Fortunately, they will have an opportunity to correct what I consider to be an unfortunate, although understandable, vote in the coming week and grant the president the same kind of trade negotiating authority that was given every previous president in the modern age.
The global trading system was a liberal vision launched at the end of World War II and expanded with U.S. leadership in subsequent decades. Working at the U.S. Department of Agriculture, I was privileged to play a bit part securing congressional approval of the Tokyo Round agreement in 1979. As a journalist since 1981, I have studied in depth the politics and substance of the Uruguay Round agreement that created the World Trade Organization, the North American Free Trade Agreement and several other bilateral and multilateral trade agreements.
At a glance, it might appear that this proliferation of trade agreements is connected with the loss of manufacturing jobs and stagnation of middle class wages over the last 40-some years. But on more thorough analysis, I am convinced that job losses are due more to technology and other factors unrelated to trade agreements and the inequality in wealth and income is a product of unwise, Republican-driven tax policies that encourage wealth to trickle upwards.

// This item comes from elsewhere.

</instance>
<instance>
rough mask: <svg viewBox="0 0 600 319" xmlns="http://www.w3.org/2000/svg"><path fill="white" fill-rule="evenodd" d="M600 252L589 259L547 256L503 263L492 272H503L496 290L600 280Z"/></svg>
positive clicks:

The Trans-Pacific Partnership, or TPP, now being negotiated with some dozen Pacific Rim nations likewise does not threaten American jobs. The United States has few barriers now to imports from those nations. By contrast, many of the negotiating parties erect obstacles to buying American goods and services. It is those countries' tariffs and their barriers - especially those sanitary rules without a scientific basis - to American exports that would come down under TPP.